Paul-André Proulx

Littérature Québecoises


Séguin, Marc

La Foi du braconnier.
Éd. Leméac, 2009, 150 p.

Pont entre soi et l’Amérique

Issu d’un métissage blanc et mohawk, Marc S. Morris cherche sa voie dans cette Amérique qui le déçoit tant. Sans cesse éperonné par ses pensées identitaires, il mène, pendant dix ans, une quête épuisante, qui le décide à rendre l’âme. Son acte manqué l’oblige à s’accrocher à une bouée qu’il trouve en Emma.

Quête amoureuse, précédée d’une quête spirituelle menée au séminaire de Montréal afin de se consacrer à la prêtrise sous le patronage d’un évêque avec lequel il entretient des liens amoureux. Cet éminent prélat lui indique le sentier à suivre dans une lettre qu’il lui envoie avant de mourir. Avoir la foi du charbonnier, en l’occurrence du braconnier, mettrait fin à ses tourments. C’est ce qu’il croit, mais le chasseur en lui l’amène ailleurs « pour ne pas tuer des hommes ». La chair des caribous et des canards ira mijoter dans les chaudrons du restaurant qu’il ouvrira pour subvenir aux besoins de sa femme et de sa fille.

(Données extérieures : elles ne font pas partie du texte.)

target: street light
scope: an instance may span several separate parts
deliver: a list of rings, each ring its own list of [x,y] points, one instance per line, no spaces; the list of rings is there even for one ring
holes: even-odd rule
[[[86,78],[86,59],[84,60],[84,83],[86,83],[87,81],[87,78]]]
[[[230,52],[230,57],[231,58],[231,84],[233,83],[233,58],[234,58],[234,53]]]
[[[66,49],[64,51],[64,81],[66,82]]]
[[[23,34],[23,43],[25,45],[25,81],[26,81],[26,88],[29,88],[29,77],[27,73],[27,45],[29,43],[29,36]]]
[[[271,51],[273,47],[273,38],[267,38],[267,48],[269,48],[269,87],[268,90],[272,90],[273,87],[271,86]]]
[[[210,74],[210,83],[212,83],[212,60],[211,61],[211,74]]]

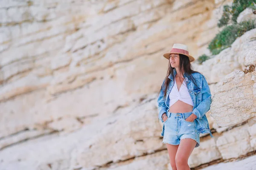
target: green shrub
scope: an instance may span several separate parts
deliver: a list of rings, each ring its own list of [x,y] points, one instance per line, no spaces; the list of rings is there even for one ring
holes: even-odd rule
[[[206,54],[203,54],[198,57],[197,60],[198,61],[199,64],[201,64],[203,62],[206,61],[207,60],[208,60],[210,57],[207,55]]]
[[[236,23],[238,16],[247,7],[256,8],[256,0],[234,0],[231,6],[224,6],[223,14],[218,23],[218,27],[227,26],[231,20],[233,23]]]
[[[254,22],[254,20],[246,21],[227,26],[212,40],[208,45],[208,49],[212,54],[218,54],[222,50],[230,47],[238,37],[255,28]]]

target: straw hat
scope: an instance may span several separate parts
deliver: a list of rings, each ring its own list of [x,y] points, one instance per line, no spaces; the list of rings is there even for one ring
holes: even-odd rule
[[[172,53],[177,53],[184,54],[187,56],[189,59],[189,61],[192,62],[195,61],[195,58],[189,55],[189,51],[188,46],[186,45],[182,44],[174,44],[172,46],[172,48],[169,53],[165,53],[163,56],[169,60],[170,58],[170,54]]]

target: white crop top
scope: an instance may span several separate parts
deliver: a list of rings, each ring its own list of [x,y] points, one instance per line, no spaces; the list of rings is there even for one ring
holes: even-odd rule
[[[172,106],[179,100],[194,106],[194,103],[189,93],[186,85],[186,83],[183,83],[185,79],[182,82],[180,88],[180,91],[179,91],[175,78],[174,85],[169,94],[169,107]]]

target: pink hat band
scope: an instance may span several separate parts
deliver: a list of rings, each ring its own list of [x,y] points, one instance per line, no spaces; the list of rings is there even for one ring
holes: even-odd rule
[[[170,52],[170,53],[183,53],[185,54],[189,55],[189,51],[186,50],[183,50],[183,49],[179,49],[179,48],[172,48],[172,51]]]

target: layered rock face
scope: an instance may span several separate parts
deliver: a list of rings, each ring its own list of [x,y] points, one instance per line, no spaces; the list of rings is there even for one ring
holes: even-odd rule
[[[162,54],[174,43],[209,52],[231,1],[0,2],[0,170],[171,169],[156,105]],[[201,136],[192,167],[256,150],[255,71],[242,71],[255,64],[256,30],[192,64],[214,94],[216,132]]]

La cynégétique sert d’ailleurs de toile de fond à ce roman instructif sur l’art de dépecer le gibier et de l’apprêter. Quel délice que « les tripes de chevreuil mijotées avec des bébés choux de Bruxelles à la menthe » !

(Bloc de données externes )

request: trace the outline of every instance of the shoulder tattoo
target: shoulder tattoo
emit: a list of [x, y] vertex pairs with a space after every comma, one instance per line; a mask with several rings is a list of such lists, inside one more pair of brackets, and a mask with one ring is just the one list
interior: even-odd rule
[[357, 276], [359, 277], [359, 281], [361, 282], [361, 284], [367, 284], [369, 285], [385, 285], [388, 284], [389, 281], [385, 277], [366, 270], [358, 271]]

Homme entier, il fonce dans la vie pour satisfaire ses impulsions primaires, qui le conduisent aux quatre coins de l’Amérique en parcourant avec son pick-up le trajet qu’il a tracé sur une carte géographique. Trajet marqué par un fuck you qu’il avait écrit pour se soulager de son mal de vivre. Le f se trouvant quelque part dans l’Ouest canadien et le u, situé en particulier entre Maniwaki et la Baie James, où il se rend pour chasser. Road novel qui s’effectue au rythme de la musique de Cohen et de réminiscences littéraires. Cette course calme sa conscience devant le combat de la vie qu’on ne peut livrer sans aimer. Aimer une femme « comme une prière qui se serait réalisée. ». Aimer pour ne pas se sentir comme le fruit d’un continent corrompu.

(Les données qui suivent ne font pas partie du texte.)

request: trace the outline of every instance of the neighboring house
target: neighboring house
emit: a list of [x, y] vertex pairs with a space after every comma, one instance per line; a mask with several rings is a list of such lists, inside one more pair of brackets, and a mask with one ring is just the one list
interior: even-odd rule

En somme, sans palliatifs comme les religions, ce héros à moitié autochtone veut se construire un pont entre son monde intérieur et son américanité. Pas l’Amérique de Joe Dassin avec « tous les sifflets des trains, toutes les sirènes des bateaux » qui chantent « la chanson de l’Eldorado ». Son discours lyrique est frappé à l’effigie de la testostérone. Sans la puissance évocatrice d’une langue crue et d’une écriture vive, le roman serait un buffet présenté sans liens entre les mets. Mais il gagne en crédibilité avec la révolte authentique d’un homme conscientisé, qui développe sa résilience en dépit de la mort parce qu’il a entrevu la beauté du monde à travers une toile de Titien.